Secondo la Garibaldi, “fare indagini preliminari è buona norma sempre per limitare al massimo i disagi dei cittadini. Un esempio che ricordo proprio in tema di canali di scolo è quello della zona di Rupinaro ove la pulizia della ‘verania’ che passa sotto la piazza intitolata ora a Falcone e sotto il palazzo di fronte, è stata un intervento da me richiesto su indicazione di cittadini della zona che ricordavano l’esistenza della stessa ma non una sua sistemazione da decine di anni. L’allora amministrazione Levaggi con assessore Daniela Colombo, avendo accolto la mia richiesta, aveva fatto dei rilievi preliminari che avevano evidenziato una situazione complessa risolvibile solo con un macchinario speciale e il disagio per i cittadini, avendo fatto una consona preparazione, si era limitato a pochi giorni”.
Sulla stessa lunghezza d’onda sono anche lo storico Giorgio ‘Getto’ Viarengo e l’archeologo Fabrizio Benente: “Ancora una volta la millenaria storia di Chiavari non viene apprezzata – scrive Viarengo – Anzi, la si usa come pretesto per giustificare un disagio viario automobilistico”.
E Benente, che insegna Archeologia medievale all’Università di Genova, aggiunge: “Siamo sicuri che a Chiavari la prassi sia stata rispettata? L’archeologia preventiva è finalizzata a evitare il blocco dei lavori. Siamo certi che non ci sia stata leggerezza da parte di chi ha progettato e che ci si sia trovati di fronte al problema all’improvviso? Il cartello affisso dal Comune era offensivo: un funzionario pubblico ha agito nell’ambito del suo ruolo per la tutela di un bene di tutti”.
Il dubbio di un intervento frettoloso e superficiale, insomma, è stato insinuato. Per quanto con l’attenuante della volontà di mettere in sicurezza la città.
Ma forse un maggior equilibrio tra gli enti si poteva trovare. Ognuno fa il proprio lavoro, però raramente si arriva a frizioni di questo tipo.

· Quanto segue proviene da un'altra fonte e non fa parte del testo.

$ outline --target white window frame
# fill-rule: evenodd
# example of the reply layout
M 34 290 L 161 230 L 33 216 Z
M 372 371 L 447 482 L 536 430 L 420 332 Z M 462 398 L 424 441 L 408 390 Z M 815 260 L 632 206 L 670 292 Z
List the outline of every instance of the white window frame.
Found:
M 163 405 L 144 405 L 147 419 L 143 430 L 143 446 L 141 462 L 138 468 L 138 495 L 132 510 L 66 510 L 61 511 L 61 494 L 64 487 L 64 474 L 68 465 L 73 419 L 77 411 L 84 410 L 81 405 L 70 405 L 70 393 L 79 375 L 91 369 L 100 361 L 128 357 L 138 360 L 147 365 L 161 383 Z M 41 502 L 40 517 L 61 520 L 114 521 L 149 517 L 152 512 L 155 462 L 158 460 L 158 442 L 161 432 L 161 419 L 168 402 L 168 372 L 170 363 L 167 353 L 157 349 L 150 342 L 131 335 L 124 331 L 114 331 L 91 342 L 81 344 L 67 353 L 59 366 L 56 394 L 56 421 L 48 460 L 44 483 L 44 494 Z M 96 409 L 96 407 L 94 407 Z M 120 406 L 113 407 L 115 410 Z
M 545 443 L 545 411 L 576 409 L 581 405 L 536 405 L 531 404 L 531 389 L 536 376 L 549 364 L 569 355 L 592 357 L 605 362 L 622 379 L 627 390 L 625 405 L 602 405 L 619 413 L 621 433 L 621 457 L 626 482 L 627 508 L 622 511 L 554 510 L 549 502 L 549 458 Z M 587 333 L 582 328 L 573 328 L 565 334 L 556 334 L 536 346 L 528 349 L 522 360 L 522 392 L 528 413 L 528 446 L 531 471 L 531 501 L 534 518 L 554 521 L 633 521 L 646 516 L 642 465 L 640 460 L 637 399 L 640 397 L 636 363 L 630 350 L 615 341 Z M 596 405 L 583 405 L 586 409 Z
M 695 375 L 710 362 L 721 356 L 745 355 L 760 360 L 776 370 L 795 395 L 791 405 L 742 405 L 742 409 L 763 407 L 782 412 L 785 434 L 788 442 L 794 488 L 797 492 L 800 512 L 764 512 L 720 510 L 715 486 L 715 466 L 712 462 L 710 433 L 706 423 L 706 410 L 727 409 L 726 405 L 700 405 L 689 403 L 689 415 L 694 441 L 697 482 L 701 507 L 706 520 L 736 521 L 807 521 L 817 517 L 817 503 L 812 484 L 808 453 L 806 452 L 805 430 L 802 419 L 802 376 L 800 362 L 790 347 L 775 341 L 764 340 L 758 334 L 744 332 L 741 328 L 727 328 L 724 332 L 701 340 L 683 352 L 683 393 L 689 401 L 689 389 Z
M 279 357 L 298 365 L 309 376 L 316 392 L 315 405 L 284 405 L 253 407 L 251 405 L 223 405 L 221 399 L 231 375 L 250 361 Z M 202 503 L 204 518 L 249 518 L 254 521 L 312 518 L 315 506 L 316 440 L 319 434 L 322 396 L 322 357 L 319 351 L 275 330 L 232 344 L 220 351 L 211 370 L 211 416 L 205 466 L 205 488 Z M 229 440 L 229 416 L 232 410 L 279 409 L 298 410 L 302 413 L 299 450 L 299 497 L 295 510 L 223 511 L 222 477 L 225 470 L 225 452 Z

La Soprintendenza non ha gradito il cartello anche perché, in questi ultimi anni, è molto più attenta alla comunicazione rispetto al passato. Non è un caso che, proprio ieri, il soprintendente Vincenzo Tiné abbia inviato una replica assai piccata a un media del Levante, a proposito dei lavori di tutela dei ‘risseu’ svolti dagli storici a Rapallo: secondo Palazzo Reale, sarebbe stata fatta informazione “in modo arbitrario, sommario, inesatto, fuorviante”.
Tradotto in soldoni: non siamo più disposti a farci impallinare. Rispettate il nostro lavoro.
Il ‘foro’ di Chiavari va verso la chiusura. Ma la tensione tra uffici ministeriali e pubbliche amministrazioni ormai rimane alta.